La birra dopo lo sport non fa male, ma come per tutte le altre bevande alcoliche bisogna osservare un consumo moderato. A sostenere gli effetti benefici della birra dopo le attività sportive sono i maggiori medici e consulenti di sport e nutrizione di tutto il mondo.
Birra e sport, binomio vincente…ma con moderazione

Anche Luca Gatteschi, medico della Nazionale italiana di Calcio e consigliere della Società italiana nutrizione sport e benessere, è dello stesso parere:
“Come per un atleta, le migliori prestazioni della birra si vedono anche sul fronte sportivo. Lontano dallo sforzo questa bevanda ha effetti positivi, e grazie alla minore quantità di zuccheri, al maggior contributo di magnesio, fosforo, calcio e complesso B, se limitata a una piccola quantità, la birra è anche più valida di un qualsiasi altro integratore energetico perché più completo.

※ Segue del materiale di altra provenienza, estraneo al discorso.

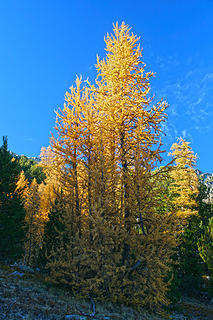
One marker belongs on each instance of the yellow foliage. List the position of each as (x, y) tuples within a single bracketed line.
[(117, 242)]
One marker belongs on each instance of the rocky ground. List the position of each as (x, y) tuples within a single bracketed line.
[(25, 295)]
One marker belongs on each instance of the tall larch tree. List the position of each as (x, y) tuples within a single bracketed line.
[(118, 244)]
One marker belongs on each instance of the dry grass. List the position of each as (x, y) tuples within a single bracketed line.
[(29, 297)]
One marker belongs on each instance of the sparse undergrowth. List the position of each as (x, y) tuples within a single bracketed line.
[(27, 296)]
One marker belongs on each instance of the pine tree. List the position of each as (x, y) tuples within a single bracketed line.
[(11, 210)]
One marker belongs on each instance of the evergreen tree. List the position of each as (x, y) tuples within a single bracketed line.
[(11, 209)]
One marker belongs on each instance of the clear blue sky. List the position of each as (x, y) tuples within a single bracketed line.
[(46, 43)]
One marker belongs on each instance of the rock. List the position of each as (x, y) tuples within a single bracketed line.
[(26, 268)]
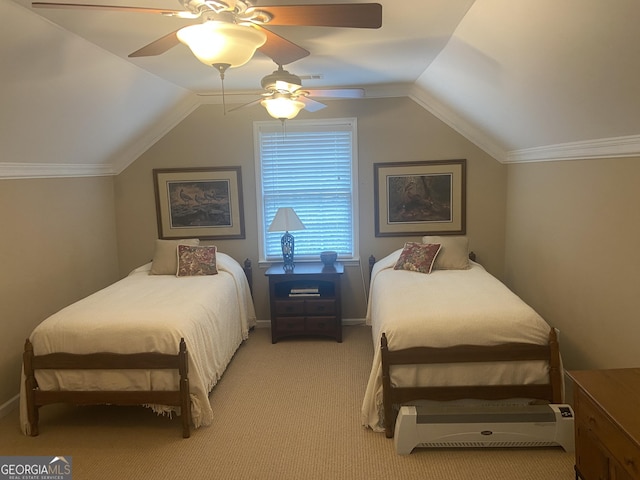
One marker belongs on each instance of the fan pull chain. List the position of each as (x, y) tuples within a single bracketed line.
[(222, 67)]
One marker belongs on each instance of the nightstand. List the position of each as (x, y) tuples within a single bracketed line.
[(305, 301)]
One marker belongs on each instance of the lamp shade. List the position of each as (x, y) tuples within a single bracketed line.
[(214, 42), (285, 220), (282, 106)]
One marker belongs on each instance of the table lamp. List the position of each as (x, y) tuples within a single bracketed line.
[(284, 221)]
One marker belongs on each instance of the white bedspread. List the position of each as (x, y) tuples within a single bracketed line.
[(151, 313), (441, 309)]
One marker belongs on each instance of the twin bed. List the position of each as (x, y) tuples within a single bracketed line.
[(450, 332), (453, 333), (156, 338)]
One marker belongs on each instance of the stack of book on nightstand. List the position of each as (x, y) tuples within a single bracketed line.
[(309, 291)]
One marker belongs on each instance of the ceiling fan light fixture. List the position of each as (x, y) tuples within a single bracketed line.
[(282, 107), (215, 42)]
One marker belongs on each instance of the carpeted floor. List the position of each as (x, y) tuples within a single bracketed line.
[(284, 411)]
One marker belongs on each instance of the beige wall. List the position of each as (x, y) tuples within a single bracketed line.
[(572, 253), (388, 130), (58, 244)]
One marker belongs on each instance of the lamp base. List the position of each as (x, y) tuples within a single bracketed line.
[(288, 246)]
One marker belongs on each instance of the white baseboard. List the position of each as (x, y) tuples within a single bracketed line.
[(9, 406)]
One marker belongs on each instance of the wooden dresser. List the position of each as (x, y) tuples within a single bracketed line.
[(607, 422)]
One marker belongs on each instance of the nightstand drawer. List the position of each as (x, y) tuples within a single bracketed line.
[(290, 324), (289, 307), (321, 325), (599, 426), (320, 307)]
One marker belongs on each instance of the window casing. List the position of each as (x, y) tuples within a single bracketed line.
[(311, 166)]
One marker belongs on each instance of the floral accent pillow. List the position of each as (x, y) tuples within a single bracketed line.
[(417, 257), (196, 260)]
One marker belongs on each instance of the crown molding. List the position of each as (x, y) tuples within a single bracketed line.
[(614, 147), (10, 171)]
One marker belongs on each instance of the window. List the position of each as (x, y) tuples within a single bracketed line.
[(310, 166)]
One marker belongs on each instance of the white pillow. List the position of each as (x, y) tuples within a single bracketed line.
[(454, 252), (165, 257)]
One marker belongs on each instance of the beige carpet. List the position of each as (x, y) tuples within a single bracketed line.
[(283, 411)]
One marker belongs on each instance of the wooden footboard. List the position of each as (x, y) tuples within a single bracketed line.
[(550, 392), (35, 398)]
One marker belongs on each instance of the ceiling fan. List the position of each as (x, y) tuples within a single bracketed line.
[(284, 96), (244, 26)]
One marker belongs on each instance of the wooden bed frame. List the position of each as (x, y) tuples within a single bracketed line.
[(35, 398), (508, 352)]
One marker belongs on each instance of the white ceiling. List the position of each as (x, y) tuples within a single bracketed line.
[(523, 79)]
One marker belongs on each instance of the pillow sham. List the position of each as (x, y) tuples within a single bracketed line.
[(164, 257), (417, 257), (196, 260), (454, 253)]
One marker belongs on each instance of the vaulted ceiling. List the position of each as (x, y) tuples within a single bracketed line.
[(524, 80)]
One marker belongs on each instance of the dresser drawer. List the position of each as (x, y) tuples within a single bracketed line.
[(320, 307), (290, 324), (290, 307), (321, 325), (595, 422)]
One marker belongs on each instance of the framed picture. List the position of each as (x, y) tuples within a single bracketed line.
[(203, 203), (420, 198)]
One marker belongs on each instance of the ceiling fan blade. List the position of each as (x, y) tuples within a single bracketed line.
[(108, 7), (357, 15), (336, 92), (245, 105), (281, 50), (158, 46), (311, 105)]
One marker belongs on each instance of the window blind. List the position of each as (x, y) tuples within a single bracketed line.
[(309, 166)]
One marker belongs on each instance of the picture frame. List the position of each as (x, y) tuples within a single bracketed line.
[(204, 203), (420, 198)]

Questa bevanda può tranquillamente stare sulla tavola di una squadra di calcio anche durante i ritiri. Per i calciatori, o gli sportivi in generale, meglio quelle a bassa gradazione e artigianali. Una ‘Gose’ o una ‘Weiss’, ad esempio, dopo una partita di tennis, hanno lo stesso valore di un’aranciata. Basta che non si superino i 3-4 gradi alcolici. Le donne sono le più avvantaggiate: alcune ricerche avrebbero dimostrato una prestazione sportiva migliore il giorno dopo l’assunzione di birra. Uno studio pubblicato sull”International Journal of Sport Nutrition’ ha verificato che la reidratazione con birra e acqua non è inferiore a quella apportata con la sola acqua. In più le birre, soprattutto quelle artigianali e non filtrate, sono ricche di magnesio.

Bisogna sempre ricordare che si parla di una bevanda alcolica, ma ci sono studi che hanno evidenziato come un consumo moderato di birra può dare dei benefici a chi è diabetico o cardiopatico. Si parla in genere di un’unità alcolica per le donne e di due per gli uomini a giorno, ovvero una lattina o bottiglia di birra (330 ml) di media gradazione. Il segreto sta nei cereali e nel luppolo: quest’ultimo ha proprietà antiossidanti, ci sono alcuni lavoro scientifici che stanno monitorando l’effetto neuroprotettivo delle sostanze presenti nel luppolo.

Insomma, dopo una bella escursione in montagna che c’è di meglio di una bella “bionda”?